EPR de Flamanville : l’ ASN confirme le feu vert

L’anomalie de la composition en carbone de l’acier du fond et du couvercle de la cuve du réacteur EPR de Flamanville n’est pas de nature à remettre en cause la mise en service et l’utilisation de celle-ci sous réserve des conditions suivantes.

Des contrôles en service capables de détecter les défauts perpendiculaires aux peaux, quelle que soit leur orientation, dans les 20 premiers millimètres à partir des surfaces interne et externe du métal de base devront être mis en œuvre sur le fond de la cuve du réacteur EPR de Flamanville à chaque requalification complète du circuit primaire principal.

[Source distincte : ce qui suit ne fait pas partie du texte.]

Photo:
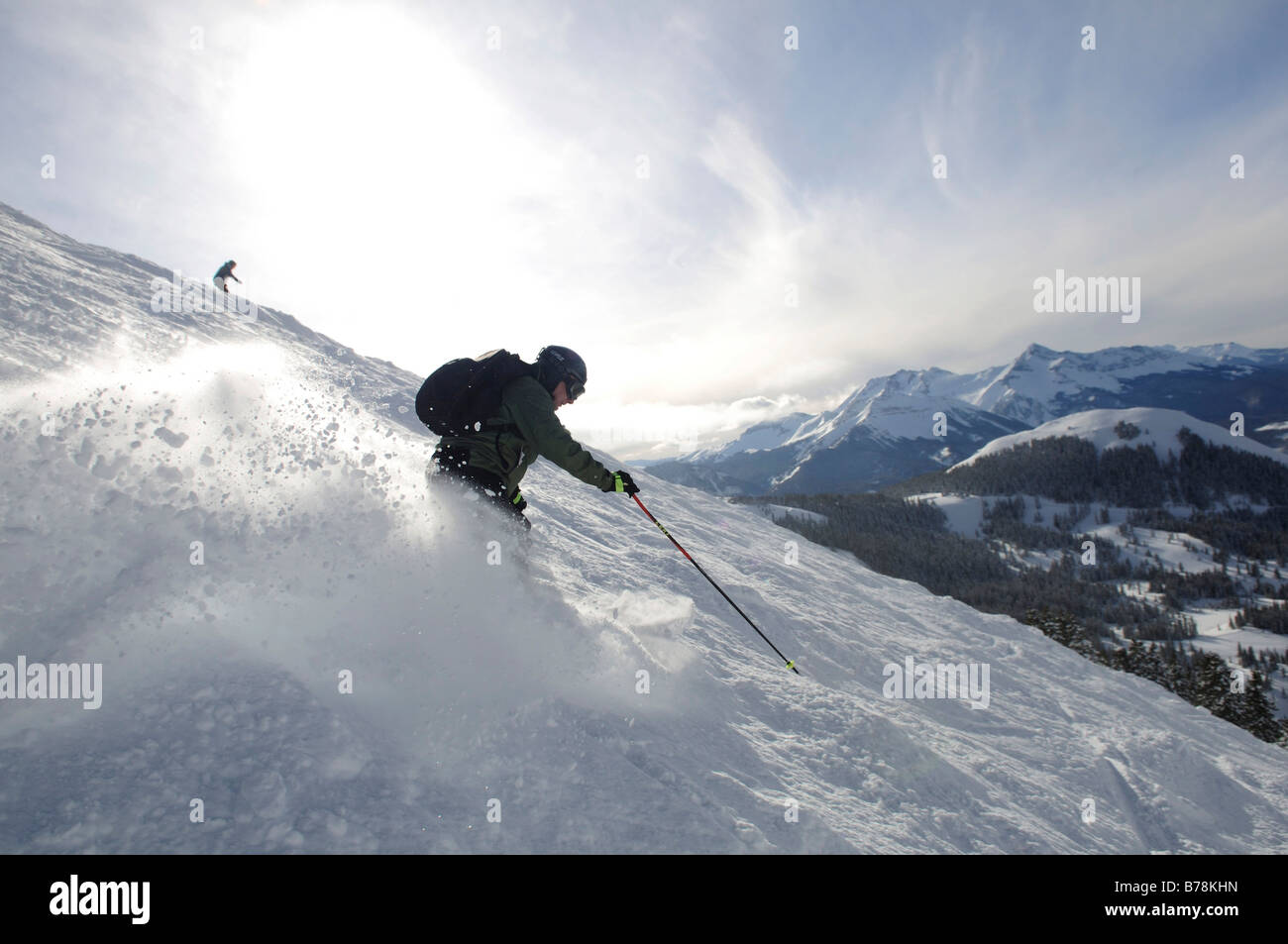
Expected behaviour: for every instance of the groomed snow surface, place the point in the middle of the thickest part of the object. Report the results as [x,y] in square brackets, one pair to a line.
[323,550]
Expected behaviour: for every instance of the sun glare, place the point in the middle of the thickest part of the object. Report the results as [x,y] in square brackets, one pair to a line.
[356,129]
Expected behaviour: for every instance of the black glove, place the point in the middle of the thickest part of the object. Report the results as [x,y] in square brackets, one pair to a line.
[622,483]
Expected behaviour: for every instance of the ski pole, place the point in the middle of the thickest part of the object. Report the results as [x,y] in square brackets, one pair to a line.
[790,662]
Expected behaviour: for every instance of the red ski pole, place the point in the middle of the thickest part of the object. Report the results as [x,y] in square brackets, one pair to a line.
[789,662]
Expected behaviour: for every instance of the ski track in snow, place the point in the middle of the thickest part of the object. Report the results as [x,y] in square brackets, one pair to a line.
[325,550]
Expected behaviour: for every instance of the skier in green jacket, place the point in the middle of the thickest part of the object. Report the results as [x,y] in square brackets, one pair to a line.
[494,459]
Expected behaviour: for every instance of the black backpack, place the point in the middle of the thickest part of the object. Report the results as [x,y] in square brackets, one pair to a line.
[458,397]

L’utilisation du couvercle de la cuve du réacteur EPR de Flamanville ne pourra être autorisée
au-delà du 31 décembre 2024.

Les engagements d’Areva NP et d’EDF, formulés par les courriers des 6 et 9 juin 2017 susvisés, notamment en ce qui concerne le programme d’essais de suivi du vieillissement thermique et les contrôles lors du fonctionnement du réacteur, devront être intégrés dans la demande d’autorisation prévue à l’article 9 de l’arrêté du 30 décembre 2015.

 


Areva NP devra confirmer, dans cette demande d’autorisation, les chargements mécaniques sur le couvercle dans la situation d’éjection de grappe

Considérant qu’il n’a pas été identifié de mécanisme pouvant conduire à créer ou propager
rapidement un défaut lors du fonctionnement du réacteur, qu’il est donc acceptable qu’il ne soit pas mis en œuvre de contrôle avant fin 2024 et qu’en conséquence l’utilisation du couvercle jusqu’à une telle échéance est acceptable au plan de la sûreté nucléaire.